Over at Commentary, there is a post about Eskom's affirmative action policies. While I don't know whether the complaint has any merit, it did get me thinking about affirmative action in general.
I recently met a financial advisor, who happened to be black. He was a fairly pleasant person, but he didn't give me good advice. In fact, he didn't give me any advice at all. I still seriously considered giving him my business, because I felt sorry for him, because he was black and previously disadvantaged.
I am sure that there are black financial advisors who are highly competent, and white financial advisors who are totally incompetent. But if a white advisor had given the same level of service as the person who I met, I would not have even dreamed of entrusting him with my money.
Fortunately, I met another advisor who gave much better advice, and I appointed him instead.
I had lower expectations of blacks than of whites, and so I was willing to excuse poor service merely because the person was black.
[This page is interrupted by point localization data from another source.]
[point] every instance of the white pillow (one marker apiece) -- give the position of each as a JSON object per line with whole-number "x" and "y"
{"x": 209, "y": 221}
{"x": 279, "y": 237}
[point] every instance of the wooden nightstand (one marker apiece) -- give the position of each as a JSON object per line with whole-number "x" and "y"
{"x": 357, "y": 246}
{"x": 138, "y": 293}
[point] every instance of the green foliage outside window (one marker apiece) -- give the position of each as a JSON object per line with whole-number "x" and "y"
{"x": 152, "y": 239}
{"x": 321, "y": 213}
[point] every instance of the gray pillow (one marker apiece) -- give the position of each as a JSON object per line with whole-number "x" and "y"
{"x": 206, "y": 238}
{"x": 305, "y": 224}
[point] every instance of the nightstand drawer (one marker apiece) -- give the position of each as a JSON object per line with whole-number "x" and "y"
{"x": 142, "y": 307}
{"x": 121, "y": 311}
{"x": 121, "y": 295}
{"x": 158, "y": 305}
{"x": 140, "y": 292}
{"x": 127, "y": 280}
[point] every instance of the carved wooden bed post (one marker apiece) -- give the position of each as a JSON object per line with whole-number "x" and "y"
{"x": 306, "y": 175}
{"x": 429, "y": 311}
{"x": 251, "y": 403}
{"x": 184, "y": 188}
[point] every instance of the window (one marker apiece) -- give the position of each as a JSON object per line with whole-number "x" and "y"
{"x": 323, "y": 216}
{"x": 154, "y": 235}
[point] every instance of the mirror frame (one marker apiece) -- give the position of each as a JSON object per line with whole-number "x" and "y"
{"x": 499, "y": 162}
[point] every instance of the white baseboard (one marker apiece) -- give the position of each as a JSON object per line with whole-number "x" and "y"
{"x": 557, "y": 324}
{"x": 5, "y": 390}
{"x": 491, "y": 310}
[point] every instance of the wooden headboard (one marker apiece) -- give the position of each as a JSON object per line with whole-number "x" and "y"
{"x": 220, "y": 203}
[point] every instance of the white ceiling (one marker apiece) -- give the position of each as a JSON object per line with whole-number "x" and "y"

This kind of attitude, perpetuated by affirmative action, cannot be good for South Africa as a whole, nor is it useful for those who truly want to compete on an equal footing.
Which brings us back to Eskom, and affirmative action in technical fields: the laws of physics and engineering are hard and unforgiving and offer no quarter to the forces of political correctness.
In "softer" fields, incompetence can be overlooked in the name of political correctness, but if a road falls apart due to poor maintenance, or a generator breaks down due to negligence it's pretty hard to make excuses, since the mess is visible for all to see.
The hard failures we are seeing in the engineering sector may not actually be related to affirmative action, but they are visible (and very difficult to cover up), and they do highlight the need for hiring only the best, and most competent people, regardless of race.